The migration numbers don't mean the county lost population during the 1980s. "The county's definitely growing," said economist Mark Goldstein, of the state Office of Planning.

For one thing, more than 45,000 people -- largely middle-class blacks -- moved into the county from Baltimore City, nearly offsetting the losses to out-migration.

There also were more births than deaths. That helped push the county's total population from 655,615 to 692,134 during the 1980s.

The net loss due solely to migration for the decade totaled just 1,648 people, a number "insignificant in terms of the total population," Mr. Goldstein said.

But the net out-migration during the 1980s placed Baltimore County -- the state's fourth-largest subdivision -- among just six jurisdictions in Maryland that had more people going than coming. The others were Baltimore City, Prince George's County, and rural Allegany, Dorchester and Washington counties.

According to data compiled from federal income tax returns, most counties recorded sizable net gains in migration. The big winners during the 1980s were Montgomery (45,509), Howard (39,752), Carroll (23,695), Harford (18,480) and Frederick (17,803).

This new reality poses many new questions for Baltimore County planners as they work to update the county's Master Plan by 1995. They must figure out where to direct land use, county programs and infrastructure improvements at a time when the old rules appear to be changing.

"The image of the county as being very wealthy and subject to growth pressures is not quite right," Mr. Fields said. "It's terribly complicated. This is a very delicate phase in the development of Baltimore County."

Most of the county's losses to out-migration occurred during the first half of the 1980s, Mr. Goldstein said. There was a smaller net gain in migration during the latter half of the decade.

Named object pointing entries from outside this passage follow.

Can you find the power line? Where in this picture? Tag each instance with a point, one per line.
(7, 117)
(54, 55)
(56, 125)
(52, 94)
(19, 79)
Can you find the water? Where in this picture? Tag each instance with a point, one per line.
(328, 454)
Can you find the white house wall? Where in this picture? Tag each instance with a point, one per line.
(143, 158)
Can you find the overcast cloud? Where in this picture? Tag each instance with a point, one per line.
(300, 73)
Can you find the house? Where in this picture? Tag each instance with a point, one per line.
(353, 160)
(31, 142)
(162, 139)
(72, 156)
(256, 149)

"If you remember Baltimore County in the early 1980s, the county experienced a large number of layoffs and shutdowns in the manufacturing sector, especially steel and the smokestack industries," he said. "I'm sure that contributed to the outflow from Baltimore County during the first half of the decade."

The Internal Revenue Service data show that the largest number of people (8,185) who left Baltimore County between 1980 and 1985 went to the South, where manufacturing was relatively unscathed by the recession. Older residents who went South to retire also contributed to the movement.

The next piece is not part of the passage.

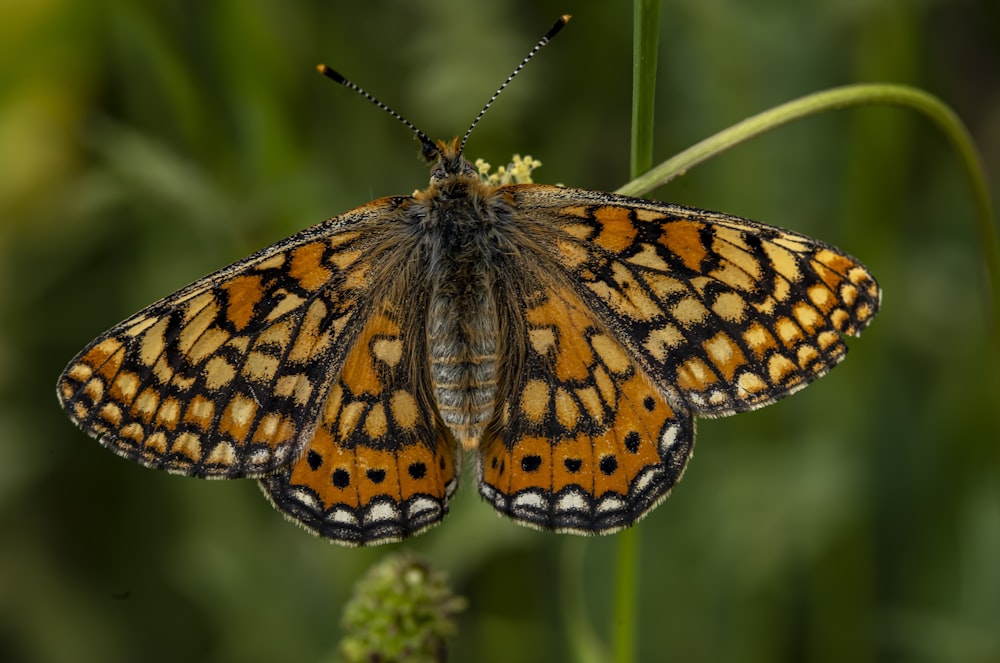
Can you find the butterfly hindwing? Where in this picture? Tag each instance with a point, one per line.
(380, 465)
(580, 441)
(224, 377)
(731, 314)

At the same time, about 2,900 people arrived in the county from states in the Northeast and North Central United States, which were hit even harder than Maryland by the recession.

The county also saw net losses of population to all its neighboring counties and to communities in Pennsylvania. But those losses were more than offset by the arrival of 16,629 people moving in from Baltimore City.

Planners believe that migration to the county was led by middle class blacks leaving the city in search of the same things middle class whites sought when they left the city a decade earlier -- single-family homes with yards, better public schools, less crime and more distance from the poor.

"They seem to have the same aspirations and prejudices as white families," Mr. Fields said.

"In the second half of the decade things kind of reversed, and Baltimore County became a net gainer," Mr. Goldstein said. Again, the economy provides an explanation.

"The latter half of the 1980s were very good economically," he said. "There was a lot of job growth in the state and in Baltimore County. Where the growth occurred was mostly in the non-manufacturing sector -- services -- although Baltimore County did benefit from increased defense expenditures characteristic of the Reagan Administration . . . at least until 1988 or 1989."

Net migration from Northeastern states into Baltimore County tripled during the last half of the decade, while the net loss of countians to the South and West fell from about 9,800 to just 2,900.

At the same time, the number of Baltimore County residents packing up and moving to burgeoning developments in Carroll and Harford counties nearly doubled, from 8,900 to more than 17,000.

"It's essentially during the latter half of 1980s that these 'second-tier' suburban counties developed quite rapidly," Mr. Goldstein said, citing building permit data. "Out-migration from Baltimore County was most likely younger families moving out to the outer suburban ring."